TJ: So I imagine that you didn’t have to do that much of a research for the book. I mean, I’m sure you did but after 18 years of presidency, of having been involved, you just knew…

TK: I knew a lot. And they gave me a little bit of money to do some traveling. And I did. In one trip I went to Italy and Israel. I didn’t go back to Russia and I didn’t go back to China. But I had a good impression, because I had continued contact with people and I knew who they were so I could write that up okay. In a way I was probably weakest at Poland, and all Eastern European countries. The only country I had been to in Eastern Europe is Hungary.

MK:  But I think that in Poland Jungian training started in 1998…

TJ: I think the formal group started in 1998 or 1999, the IAAP group.

MK: So, it was already after your presidency. So this history is evolving now rather than at that time. You know, I was very much interested what was your source of interest in Jungian history, because I am myself quite interested in the history of psychoanalysis. And for me it has been a way of dealing with the different organizational tensions in group life. At one point I thought: I cannot contain all those things that are going on anymore if I don’t know the history, how it was before. And when I started to read more, I thought: now there is some space in me. Now I can understand different things, it is easier, so it kind of help me to deal with the beginnings, because beginnings are always complicated and difficult.

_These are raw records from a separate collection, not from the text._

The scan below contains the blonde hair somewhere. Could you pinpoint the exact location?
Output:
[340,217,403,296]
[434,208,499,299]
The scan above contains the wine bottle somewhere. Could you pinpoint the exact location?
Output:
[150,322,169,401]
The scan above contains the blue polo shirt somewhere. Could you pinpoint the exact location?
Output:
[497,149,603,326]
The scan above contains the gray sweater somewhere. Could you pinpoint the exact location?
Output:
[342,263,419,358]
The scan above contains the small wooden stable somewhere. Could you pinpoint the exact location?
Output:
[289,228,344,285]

TJ: So with individual routers it seemed to be a parallel with how it has been like in the very beginning in general, I mean people would just travel to Jung to have analysis. Like someone once told me: you would have a certain amount of hours with Jung and then he would say: you’re done. And then you would be an analyst.

MK: Yes, and in the beginning we make standards and then we deal with standards we made.

TK: Well, standards were very loose at the beginning. Standards got much tighter as the time gone on. And I suppose it’s good and bad but I mean I don’t want to be dictated by standards. I want to be able to break the particular standard if it doesn’t feel like it fits the situation.

TJ: That is what the discussion in the Education Committee meeting was about. You know: how much you structure the training and how much you don’t.

MK: And how much you individualize the training according to the cultural conditions. Because you can make standards that are completely unrelated to the culture.

TK: Sure.

TJ: I think that you have had a lot of involvement in China also as far as I know, is that correct?

TK: Yes.  It is.

TJ: It is such a different culture from ours, from Western culture.

TK: Yes. I think that a lot of Eastern European countries couldn’t emerge as separate entities so somewhere maybe in the mid 90s, don’t you think?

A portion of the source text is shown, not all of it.